Featuring Dwayne 'The Rock' Johnson and Madison Pettis, The Game Plan feels both grimly modern and charmingly retro. The plot, with Johnson's all-star pro football quarterback discovering he's the father of an 8-year-old girl (Pettis), feels like it was deliberately calculated in some horrible, airless conference room at Disney where a group of development execs were locked in and denied lattes and e-mail until they came up with the perfect movie for separated dads to take their 'tween daughters to during court-mandated custodial weekends. At the same time, The Game Plan has the gentle, breezy execution of prior Disney family films like The Parent Trap and Freaky Friday, where the children are plucky, the parents are clueless-yet-kindhearted and the plot's schemes and complications all culminate in a cleansing, healing hug at the happy ending. Walking out of The Game Plan, I snuck a peek at my watch -- not because I was curious about the hour, but because The Game Plan was so numbingly, charming similar to Disney family films from years gone by I thought I might have fallen through a wormhole back to the Carter administration.

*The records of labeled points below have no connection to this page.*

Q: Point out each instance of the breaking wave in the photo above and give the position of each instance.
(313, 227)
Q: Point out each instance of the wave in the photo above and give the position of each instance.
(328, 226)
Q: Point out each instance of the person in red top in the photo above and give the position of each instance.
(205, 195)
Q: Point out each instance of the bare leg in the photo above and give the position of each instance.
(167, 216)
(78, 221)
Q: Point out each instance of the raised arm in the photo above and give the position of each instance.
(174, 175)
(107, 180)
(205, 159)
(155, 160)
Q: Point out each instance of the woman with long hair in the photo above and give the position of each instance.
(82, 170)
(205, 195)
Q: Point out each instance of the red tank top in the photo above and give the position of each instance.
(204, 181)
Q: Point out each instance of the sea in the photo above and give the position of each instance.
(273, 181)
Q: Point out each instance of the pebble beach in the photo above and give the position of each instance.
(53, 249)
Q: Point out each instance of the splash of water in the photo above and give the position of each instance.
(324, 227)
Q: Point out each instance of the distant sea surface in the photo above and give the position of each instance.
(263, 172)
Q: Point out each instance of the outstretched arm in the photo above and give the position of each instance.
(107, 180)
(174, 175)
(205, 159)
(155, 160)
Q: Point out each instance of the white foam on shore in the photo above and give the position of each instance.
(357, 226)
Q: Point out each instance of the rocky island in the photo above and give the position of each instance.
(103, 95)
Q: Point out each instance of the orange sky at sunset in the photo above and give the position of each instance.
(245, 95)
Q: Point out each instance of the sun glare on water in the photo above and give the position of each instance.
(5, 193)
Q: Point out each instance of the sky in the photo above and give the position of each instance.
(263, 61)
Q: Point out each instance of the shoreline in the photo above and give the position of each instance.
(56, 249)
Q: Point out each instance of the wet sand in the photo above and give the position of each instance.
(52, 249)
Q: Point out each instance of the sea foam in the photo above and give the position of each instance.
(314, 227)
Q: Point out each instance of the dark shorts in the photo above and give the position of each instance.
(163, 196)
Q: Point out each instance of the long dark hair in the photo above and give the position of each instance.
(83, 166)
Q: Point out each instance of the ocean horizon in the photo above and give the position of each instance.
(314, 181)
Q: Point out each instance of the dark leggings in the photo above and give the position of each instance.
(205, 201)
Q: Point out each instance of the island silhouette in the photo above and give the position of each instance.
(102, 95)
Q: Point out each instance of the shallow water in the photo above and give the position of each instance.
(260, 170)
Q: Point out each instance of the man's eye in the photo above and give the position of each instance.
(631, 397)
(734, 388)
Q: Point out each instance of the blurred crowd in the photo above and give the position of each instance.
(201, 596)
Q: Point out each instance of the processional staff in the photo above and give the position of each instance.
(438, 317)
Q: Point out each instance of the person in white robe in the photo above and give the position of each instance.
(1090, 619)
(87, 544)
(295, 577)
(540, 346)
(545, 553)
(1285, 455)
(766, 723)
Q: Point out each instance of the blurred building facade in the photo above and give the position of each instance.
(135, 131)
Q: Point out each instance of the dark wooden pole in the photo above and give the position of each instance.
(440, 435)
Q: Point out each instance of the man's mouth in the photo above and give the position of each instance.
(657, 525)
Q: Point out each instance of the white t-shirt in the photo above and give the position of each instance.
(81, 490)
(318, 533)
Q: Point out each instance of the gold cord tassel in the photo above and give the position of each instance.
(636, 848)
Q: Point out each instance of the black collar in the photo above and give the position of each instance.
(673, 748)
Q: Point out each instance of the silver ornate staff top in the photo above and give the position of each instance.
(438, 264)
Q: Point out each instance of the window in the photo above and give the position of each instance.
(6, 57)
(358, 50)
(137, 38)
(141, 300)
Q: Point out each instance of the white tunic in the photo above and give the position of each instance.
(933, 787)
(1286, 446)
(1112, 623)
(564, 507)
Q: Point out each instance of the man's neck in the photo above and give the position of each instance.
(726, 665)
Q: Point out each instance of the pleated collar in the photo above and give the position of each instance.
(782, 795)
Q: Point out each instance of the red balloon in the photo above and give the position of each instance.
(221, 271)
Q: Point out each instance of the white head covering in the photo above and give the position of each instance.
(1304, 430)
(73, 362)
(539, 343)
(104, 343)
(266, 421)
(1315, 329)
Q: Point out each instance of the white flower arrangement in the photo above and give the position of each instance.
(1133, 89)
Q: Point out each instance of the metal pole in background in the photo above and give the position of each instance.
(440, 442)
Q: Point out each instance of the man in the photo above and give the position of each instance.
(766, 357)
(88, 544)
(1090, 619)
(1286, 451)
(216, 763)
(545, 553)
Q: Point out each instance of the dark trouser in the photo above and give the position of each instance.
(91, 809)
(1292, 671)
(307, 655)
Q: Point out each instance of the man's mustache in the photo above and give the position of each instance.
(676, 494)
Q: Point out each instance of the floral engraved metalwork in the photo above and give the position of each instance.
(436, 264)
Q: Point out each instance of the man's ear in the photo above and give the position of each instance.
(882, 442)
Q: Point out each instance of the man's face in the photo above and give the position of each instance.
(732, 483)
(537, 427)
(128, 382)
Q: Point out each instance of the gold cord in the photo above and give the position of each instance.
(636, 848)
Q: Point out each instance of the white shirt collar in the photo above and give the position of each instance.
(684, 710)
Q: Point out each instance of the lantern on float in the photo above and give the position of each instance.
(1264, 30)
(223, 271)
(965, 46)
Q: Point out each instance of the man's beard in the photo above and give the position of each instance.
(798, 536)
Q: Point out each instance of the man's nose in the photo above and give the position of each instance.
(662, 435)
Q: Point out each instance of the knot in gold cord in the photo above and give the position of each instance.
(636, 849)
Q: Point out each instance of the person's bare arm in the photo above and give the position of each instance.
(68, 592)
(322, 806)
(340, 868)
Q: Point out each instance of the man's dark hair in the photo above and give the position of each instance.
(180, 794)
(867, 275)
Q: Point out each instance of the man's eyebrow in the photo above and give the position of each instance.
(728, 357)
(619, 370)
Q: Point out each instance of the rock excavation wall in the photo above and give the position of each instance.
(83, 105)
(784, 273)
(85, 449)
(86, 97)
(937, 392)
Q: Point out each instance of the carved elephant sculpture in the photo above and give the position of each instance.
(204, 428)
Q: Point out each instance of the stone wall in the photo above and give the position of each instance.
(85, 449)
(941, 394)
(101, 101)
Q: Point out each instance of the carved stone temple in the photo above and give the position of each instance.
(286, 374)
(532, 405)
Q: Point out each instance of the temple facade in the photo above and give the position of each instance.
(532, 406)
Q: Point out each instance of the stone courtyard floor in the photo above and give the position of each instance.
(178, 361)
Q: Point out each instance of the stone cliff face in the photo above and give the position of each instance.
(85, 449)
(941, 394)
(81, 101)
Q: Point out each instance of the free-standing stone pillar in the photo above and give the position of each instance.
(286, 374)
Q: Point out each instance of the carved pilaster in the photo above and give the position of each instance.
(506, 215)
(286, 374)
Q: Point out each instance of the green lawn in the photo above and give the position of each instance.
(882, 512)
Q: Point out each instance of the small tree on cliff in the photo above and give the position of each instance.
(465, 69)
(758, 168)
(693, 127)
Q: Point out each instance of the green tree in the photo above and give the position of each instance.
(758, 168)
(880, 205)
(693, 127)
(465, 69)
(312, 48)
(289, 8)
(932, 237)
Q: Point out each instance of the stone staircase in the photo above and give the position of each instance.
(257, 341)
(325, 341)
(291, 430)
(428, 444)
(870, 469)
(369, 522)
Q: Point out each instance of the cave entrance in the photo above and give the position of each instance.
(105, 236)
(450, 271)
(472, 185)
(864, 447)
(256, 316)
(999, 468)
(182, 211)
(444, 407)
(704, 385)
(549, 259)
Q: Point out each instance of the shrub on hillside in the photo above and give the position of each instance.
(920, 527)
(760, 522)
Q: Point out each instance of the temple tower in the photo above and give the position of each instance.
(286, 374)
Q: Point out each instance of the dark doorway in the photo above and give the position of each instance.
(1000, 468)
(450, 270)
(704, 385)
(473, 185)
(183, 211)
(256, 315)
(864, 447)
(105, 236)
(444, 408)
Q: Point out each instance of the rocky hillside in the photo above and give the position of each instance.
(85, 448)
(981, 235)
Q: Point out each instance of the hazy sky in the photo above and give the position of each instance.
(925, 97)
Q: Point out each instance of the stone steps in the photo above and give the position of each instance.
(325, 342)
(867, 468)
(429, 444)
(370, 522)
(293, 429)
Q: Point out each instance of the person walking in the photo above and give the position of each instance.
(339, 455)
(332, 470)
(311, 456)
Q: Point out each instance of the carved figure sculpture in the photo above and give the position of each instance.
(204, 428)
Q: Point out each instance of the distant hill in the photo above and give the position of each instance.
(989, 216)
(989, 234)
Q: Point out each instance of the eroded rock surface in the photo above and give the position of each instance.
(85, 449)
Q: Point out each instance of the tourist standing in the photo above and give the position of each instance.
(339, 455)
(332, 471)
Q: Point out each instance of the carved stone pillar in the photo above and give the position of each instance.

The timeless-but-not-quite-tired nature of the pitch can explain a lot of that feeling; strip away the more modern details, and you could have made The Game Plan in the '50s or '70s with Hayley Mills or the young Jodie Foster as Peyton. Johnson is Joe "The King" Kingman, ace QB for the Boston Rebels. Joe's bravado and self-regard would be unbearable, but for the fact that he can deliver: During the fourth down with the clock running in the game they have to win to make it to the playoffs, Joe tells his teammates "Everyone get on The King's back and I will lead you to the promised land." And they do, and he does. Joe lives in one of those stylized ice-kingdom high-tech apartments, makes money for himself and his agent (Kyra Sedgwick) and enjoys the good life, despite a nagging feeling of ennui and never having won a championship. At which point the plucky, perky Peyton (Pettis) shows up: She's his daughter, a reminder of a long-past, long-over marriage in Joe's youth. Apparently Joe's ex-wife Sarah is off to Africa for a month, and she's leaving Peyton with Joe. Joe is not necessarily prepared for this, and the film hurls itself into wringing laughs from all of the flailing and fumbling that adjustment entails. Peyton figures Joe out immediately: "You sure got a lot of pictures of yourself in here. ..." Joe has no clue about how to be a father figure, let alone an actual father; he barely has a sense of how to be a grown-up.